On the local front, Thailand still lacks fresh catalysts. Investors should keep a close eye on the flooding situation. If it escalates and getting close to Bangkok, it will provide a risk. Today, banks’ 3Q22 earnings season starts. More will be due, and analysts will begin their earnings preview for the real sector next week. Although they are generally unexciting since the rainy season is a low season, we maintain our bullish view of domestic and reopening plays in 4Q22 when tourism and spending resume their high season. Also, they should accelerate in 2023.


2) JPMorgan expects 5% decline in stocks if U.S. inflation comes in above 8.3%

JPMorgan said that anything above 8.3% for the U.S. inflation in September would put stocks at a risk of 5% decline.

Between an expected inflation of 8.1% – 8.3%, JPM saw a potential “buyer’s strike” where S&P 500 slides 1.5% to 2%. Meanwhile, JPMorgan expected inflation below 7.9% to lift equity gauge by at least 2%.


3) S.Korea central bank raises interest rate by 50bps

South Korea’s central bank raised interest rates on Wednesday by a half percentage point for a second time since July, as a surging dollar driven by aggressive U.S. rate hikes to tame inflation.

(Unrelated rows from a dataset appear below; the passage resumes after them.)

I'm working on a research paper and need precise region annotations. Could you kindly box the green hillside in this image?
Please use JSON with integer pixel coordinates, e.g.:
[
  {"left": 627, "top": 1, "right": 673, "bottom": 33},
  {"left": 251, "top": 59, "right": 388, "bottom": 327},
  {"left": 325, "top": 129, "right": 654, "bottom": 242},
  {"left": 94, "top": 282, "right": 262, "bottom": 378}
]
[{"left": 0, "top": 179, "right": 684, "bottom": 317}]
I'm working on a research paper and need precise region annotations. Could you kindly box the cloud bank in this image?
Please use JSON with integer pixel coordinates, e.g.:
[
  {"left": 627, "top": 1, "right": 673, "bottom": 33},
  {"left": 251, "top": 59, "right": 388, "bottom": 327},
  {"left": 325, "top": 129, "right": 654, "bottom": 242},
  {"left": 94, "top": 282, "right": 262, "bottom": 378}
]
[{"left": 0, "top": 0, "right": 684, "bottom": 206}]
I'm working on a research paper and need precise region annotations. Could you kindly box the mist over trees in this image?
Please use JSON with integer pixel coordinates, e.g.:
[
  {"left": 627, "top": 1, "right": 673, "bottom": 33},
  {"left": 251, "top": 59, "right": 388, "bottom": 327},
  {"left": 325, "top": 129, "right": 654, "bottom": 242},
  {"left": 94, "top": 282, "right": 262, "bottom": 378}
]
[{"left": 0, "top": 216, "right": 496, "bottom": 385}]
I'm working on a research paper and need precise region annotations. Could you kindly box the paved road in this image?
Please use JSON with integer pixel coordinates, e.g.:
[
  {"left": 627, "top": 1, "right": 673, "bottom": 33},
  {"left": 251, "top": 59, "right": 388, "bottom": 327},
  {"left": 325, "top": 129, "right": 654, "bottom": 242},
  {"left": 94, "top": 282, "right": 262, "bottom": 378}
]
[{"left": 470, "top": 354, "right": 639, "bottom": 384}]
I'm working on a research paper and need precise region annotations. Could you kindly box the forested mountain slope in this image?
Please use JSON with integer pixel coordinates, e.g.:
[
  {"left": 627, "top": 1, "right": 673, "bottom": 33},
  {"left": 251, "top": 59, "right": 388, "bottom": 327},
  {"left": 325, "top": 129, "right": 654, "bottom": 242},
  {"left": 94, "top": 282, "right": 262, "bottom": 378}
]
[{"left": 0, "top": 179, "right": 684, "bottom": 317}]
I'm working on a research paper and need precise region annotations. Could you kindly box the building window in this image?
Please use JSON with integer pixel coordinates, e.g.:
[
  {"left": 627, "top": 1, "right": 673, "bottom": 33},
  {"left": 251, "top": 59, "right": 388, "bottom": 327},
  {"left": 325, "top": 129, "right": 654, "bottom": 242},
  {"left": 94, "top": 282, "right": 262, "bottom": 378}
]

A 50 basis point hike put South Korea’s benchmark policy rate to 3.00%, bringing the total rate hike since August last year to 250 basis points.

The increase was in line with the consensus of 23 analysts from a total of 26 in a Reuters poll.


4) IMF slashes global growth next year to 2.7%, saying people will feel like facing recession

The IMF projects that global growth will slow to 2.7% next year, down 0.2 percentage points from its July forecast, and that many people will experience a recession in 2023.

According to the IMF’s World Economic Outlook, released on Tuesday, this is “the weakest growth profile since 2001,” surpassing only the peak of the global financial crisis and the Covid-19 pandemic. GDP projections for this year remained unchanged at 3.2%, down from 6% in 2021.